Nanostructures will dominate next-generation energy technologies. Progress in nanofabrication increasingly allows design flexibility control of structural geometry and material combinations to achieve high performance multifunctional 3-D nanostructures for energy harvesting and storage. Such designs derive advantage from high surface areas, ultrathin films, structures with high aspect ratios, heterogeneous materials combinations, and control over 3-D profiles of material compositions and nanostructure shapes. Self-assembly, self-alignment, and self-limiting reactions enable both nanofabrication of desired energy nanostructures and their scaling to unprecedented levels of integration.
These promises can only become real if accompanied – in fact, guided – by systems research at multiple scales. Heterogeneous nanostructure designs must balance energy, power, and reliability metrics associated with geometry and materials properties. Massive-scale aggregation of nanostructure devices, at the level of 100 billion per square inch places a premium on design and adaptive management of defects and reliability. System-level performance places a premium on power management under dynamic supply and demand conditions, manufacturability and cost for distinct processes and sequences, and integration of various energy generation and storage functions.
Dr. Rubloff has published over 160 papers, holds 19 patents and 6 IBM Invention Achievement Awards. He won the AVS Gaede-Langmuir Prize in 2000 "for inventive application of surface science and vacuum technology to the semiconductor industry, and for fostering an effective bridge between AVS research and manufacturing". This award was established 1977 to recognize and encourage outstanding discoveries and inventions in the sciences and technologies of interest to the AVS. He is a Fellow of APS and AVS. His research has included solid state physics, surface physics and chemistry, interfaces, semiconductor materials and processing science and technology, process diagnostics and modeling, manufacturing science, combinatorial materials science, biomaterials and bioMEMS. His semiconductor process research has emphasized the elucidation of chemical and physical mechanisms involved in surface cleaning, thermal oxidation, chemical vapor deposition, and plasma etching, and in pursing these directions he pioneered the exploitation of ultrahigh vacuum process environments and their integration with in-situ surface and interface diagnostics.

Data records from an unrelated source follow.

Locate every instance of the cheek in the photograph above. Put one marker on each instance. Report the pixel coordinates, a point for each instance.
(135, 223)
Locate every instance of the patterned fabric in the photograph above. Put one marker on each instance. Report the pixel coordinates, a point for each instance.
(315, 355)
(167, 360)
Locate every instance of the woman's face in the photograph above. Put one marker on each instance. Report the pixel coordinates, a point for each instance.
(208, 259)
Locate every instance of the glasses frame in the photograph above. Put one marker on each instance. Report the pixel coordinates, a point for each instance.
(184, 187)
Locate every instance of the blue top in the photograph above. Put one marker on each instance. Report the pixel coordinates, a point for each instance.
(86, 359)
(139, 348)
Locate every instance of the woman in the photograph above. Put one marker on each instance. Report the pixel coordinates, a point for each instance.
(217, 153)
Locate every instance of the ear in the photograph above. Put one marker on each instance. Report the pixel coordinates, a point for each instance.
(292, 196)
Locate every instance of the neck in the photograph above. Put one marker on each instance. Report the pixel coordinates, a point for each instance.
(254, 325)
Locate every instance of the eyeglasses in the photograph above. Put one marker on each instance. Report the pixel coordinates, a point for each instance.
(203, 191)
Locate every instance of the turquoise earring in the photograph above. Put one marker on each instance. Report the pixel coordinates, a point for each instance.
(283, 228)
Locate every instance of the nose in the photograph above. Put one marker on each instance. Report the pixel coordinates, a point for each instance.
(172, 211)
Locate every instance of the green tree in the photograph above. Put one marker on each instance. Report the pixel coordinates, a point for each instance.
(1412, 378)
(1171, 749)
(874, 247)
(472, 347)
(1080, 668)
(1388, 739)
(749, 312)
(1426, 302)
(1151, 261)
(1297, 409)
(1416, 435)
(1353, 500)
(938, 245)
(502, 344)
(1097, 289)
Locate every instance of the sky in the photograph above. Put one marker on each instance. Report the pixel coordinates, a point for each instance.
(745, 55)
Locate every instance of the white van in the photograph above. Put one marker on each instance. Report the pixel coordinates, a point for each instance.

Dr. Rubloff received his B.A. in Physics magna cum laude from Dartmouth College in 1966, his M.S. in 1967 and his Ph.D. in 1971 in Physics from the University of Chicago. He held a postdoctoral position in Physics at Brown University from 1971 to 1973. In 1973 he joined IBM Research, Yorktown Heights, NY, as a Research Staff Member in the Physical Sciences Department, were he worked on surface and interface science. In 1984-85 he served as Technical Assistant to the IBM Research Vice-President for Logic and Memory, and from 1985 to 1991 he continued his research while serving in several capacities as Manager of exploratory materials and processing in the Silicon Technology Department. From 1992-1993 he was Manager of Thin Film Process Modeling in the Manufacturing Research Department. From 1992 to 1997 he was also Professor Adjunct in Electrical Engineering at Yale University.
He joined academia in 1993 as Associate Director of the NSF Engineering Research Center for Advanced Electronic Materials Processing and Professor of Electrical and Computer Engineering at North Carolina State University, focusing on real-time process sensing, simulation, optimization, and control.
In 1996 he joined the University of Maryland as Professor in the Department of Materials Science and Engineering and the Institute for Systems Research. He served as Director of the Institute from 1996 to 2001. In 2004 he was named Minta Martin Professor of Engineering and assumed the position of founding Director of the Maryland NanoCenter. He is also an affiliate faculty member of the Department of Electrical and Computer Engineering and the Institute for Research in Electronics and Applied Physics (IREAP), and is part of the graduate program in bioengineering.
Dr. Rubloff was the founding Chairman of the AVS Manufacturing Science and Technology Group from 1992-1997 and continues to serve on its Executive Committee. He has been a member of the Metrology Technical Working Group for the SIA's National Technology Roadmap for Semiconductors since its inception in 1994. He has been active in professional society work, including the Board of Directors of the AVS, Executive Committees of the AVS Electronic Materials and Processing Division, the APS Materials Physics Division, and the Editorial Board of the Journal of Vacuum Science and Technology. He has long been active in civic affairs, included 11 years service as an elected Member, Vice-President, and President of a local Board of Education in New York State.